Meiosis involves two divisions of the nucleus, known as meiosis I and meiosis II. As in mitosis, chromosomes replicate to form chromatids during interphase. Then, early in meiosis I, homologous chromosomes pair up. By the end of meiosis I, the homologous chromosomes have separated again, but the chromatids they consist of do not separate until meiosis II. Thus meiosis consists of two nuclear divisions but only one replication of the chromosomes.
The process of meiosis
Prophase I (early)
During interphase the chromosomes replicate into chromatids held together by a centromere. Now the chromosomes condense (shorten and thicken) and become visible.
Prophase I (mid)
Homologous chromosomes pair up (becoming bivalents) as they continue to shorten and thicken. Centrioles duplicate.
Prophase I (late)
Homologous chromosomes repel each other. Chromosomes can now be seen to consist of chromatids. Sites where chromatids have broken and rejoined, causing crossing over, are visible as chiasmata.

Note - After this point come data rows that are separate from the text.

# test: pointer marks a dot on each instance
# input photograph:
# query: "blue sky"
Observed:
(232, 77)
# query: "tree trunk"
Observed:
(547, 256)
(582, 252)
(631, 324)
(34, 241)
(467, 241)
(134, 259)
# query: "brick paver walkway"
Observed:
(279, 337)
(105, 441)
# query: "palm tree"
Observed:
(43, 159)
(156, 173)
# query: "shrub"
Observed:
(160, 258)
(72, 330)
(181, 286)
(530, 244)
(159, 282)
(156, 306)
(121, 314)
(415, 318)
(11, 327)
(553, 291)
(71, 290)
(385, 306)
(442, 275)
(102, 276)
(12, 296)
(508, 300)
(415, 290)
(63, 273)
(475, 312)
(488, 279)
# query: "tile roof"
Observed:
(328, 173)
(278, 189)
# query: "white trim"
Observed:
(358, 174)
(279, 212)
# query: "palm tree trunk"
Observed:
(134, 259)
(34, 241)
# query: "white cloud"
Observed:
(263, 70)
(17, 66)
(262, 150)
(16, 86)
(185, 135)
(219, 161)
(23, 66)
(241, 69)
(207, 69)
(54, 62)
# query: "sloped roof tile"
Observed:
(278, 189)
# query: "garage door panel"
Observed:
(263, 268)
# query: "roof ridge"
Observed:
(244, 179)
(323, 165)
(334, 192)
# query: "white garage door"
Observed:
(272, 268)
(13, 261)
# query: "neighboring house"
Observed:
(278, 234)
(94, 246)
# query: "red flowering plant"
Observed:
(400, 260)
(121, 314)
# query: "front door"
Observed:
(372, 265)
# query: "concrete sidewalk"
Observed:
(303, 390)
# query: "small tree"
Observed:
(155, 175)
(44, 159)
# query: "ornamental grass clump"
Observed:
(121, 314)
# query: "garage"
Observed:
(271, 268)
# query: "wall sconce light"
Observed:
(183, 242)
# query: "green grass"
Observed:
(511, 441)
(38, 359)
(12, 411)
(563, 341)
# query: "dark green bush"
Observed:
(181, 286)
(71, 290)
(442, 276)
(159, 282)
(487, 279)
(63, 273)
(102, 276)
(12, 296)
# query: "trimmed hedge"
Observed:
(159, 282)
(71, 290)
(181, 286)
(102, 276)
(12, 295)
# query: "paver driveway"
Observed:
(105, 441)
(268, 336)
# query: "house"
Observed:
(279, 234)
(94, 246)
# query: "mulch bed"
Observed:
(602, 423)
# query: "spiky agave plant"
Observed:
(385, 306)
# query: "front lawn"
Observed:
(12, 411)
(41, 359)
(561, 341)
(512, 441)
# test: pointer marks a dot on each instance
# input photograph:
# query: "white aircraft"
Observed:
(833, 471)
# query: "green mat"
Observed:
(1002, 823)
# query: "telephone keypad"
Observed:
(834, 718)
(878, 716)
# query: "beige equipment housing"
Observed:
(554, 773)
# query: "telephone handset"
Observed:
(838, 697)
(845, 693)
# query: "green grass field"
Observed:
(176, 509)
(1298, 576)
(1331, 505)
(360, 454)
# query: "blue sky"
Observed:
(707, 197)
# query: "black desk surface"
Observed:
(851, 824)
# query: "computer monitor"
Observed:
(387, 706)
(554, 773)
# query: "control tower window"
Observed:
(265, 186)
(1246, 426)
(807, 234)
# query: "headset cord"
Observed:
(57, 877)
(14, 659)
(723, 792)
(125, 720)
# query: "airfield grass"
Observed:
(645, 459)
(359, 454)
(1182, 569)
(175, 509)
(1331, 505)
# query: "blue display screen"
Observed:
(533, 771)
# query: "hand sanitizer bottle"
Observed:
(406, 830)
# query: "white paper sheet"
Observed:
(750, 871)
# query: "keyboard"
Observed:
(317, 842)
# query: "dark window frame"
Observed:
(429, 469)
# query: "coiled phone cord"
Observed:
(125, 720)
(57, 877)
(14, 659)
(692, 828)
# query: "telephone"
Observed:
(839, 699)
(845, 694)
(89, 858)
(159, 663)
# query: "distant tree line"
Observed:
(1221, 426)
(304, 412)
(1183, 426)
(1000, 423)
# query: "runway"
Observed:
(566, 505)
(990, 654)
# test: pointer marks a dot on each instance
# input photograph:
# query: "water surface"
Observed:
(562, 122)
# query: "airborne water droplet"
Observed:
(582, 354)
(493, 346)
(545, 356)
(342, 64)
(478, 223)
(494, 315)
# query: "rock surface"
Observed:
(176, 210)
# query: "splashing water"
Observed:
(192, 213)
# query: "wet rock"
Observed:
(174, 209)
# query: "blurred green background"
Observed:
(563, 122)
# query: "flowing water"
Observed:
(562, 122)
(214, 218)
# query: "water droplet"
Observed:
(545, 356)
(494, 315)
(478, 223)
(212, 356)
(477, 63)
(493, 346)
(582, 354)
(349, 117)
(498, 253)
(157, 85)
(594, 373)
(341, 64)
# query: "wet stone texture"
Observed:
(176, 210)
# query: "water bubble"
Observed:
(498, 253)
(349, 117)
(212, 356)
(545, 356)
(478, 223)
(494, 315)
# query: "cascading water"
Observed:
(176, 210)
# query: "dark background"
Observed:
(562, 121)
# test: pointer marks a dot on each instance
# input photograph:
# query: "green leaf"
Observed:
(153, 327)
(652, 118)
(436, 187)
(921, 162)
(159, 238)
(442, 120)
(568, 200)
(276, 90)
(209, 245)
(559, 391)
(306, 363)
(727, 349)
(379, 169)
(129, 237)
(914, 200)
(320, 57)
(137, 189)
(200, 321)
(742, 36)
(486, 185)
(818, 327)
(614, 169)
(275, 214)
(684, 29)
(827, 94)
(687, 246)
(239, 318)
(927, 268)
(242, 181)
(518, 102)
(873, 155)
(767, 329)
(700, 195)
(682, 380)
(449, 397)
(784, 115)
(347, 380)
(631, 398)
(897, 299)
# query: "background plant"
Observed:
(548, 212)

Nuclear membrane breaks down. Spindle forms. Bivalents line up at the equator, attached by centromeres.
Homologous chromosomes separate. Whole chromosomes are pulled towards opposite poles of the spindle, centromere first (dragging along the chromatids).
Nuclear membrane re-forms around the daughter nuclei. The chromosome number has been halved. The chromosomes start to decondense.
The chromosomes condense and the centrioles duplicate.
The nuclear membrane breaks down and the spindle forms. The chromosomes attach by their...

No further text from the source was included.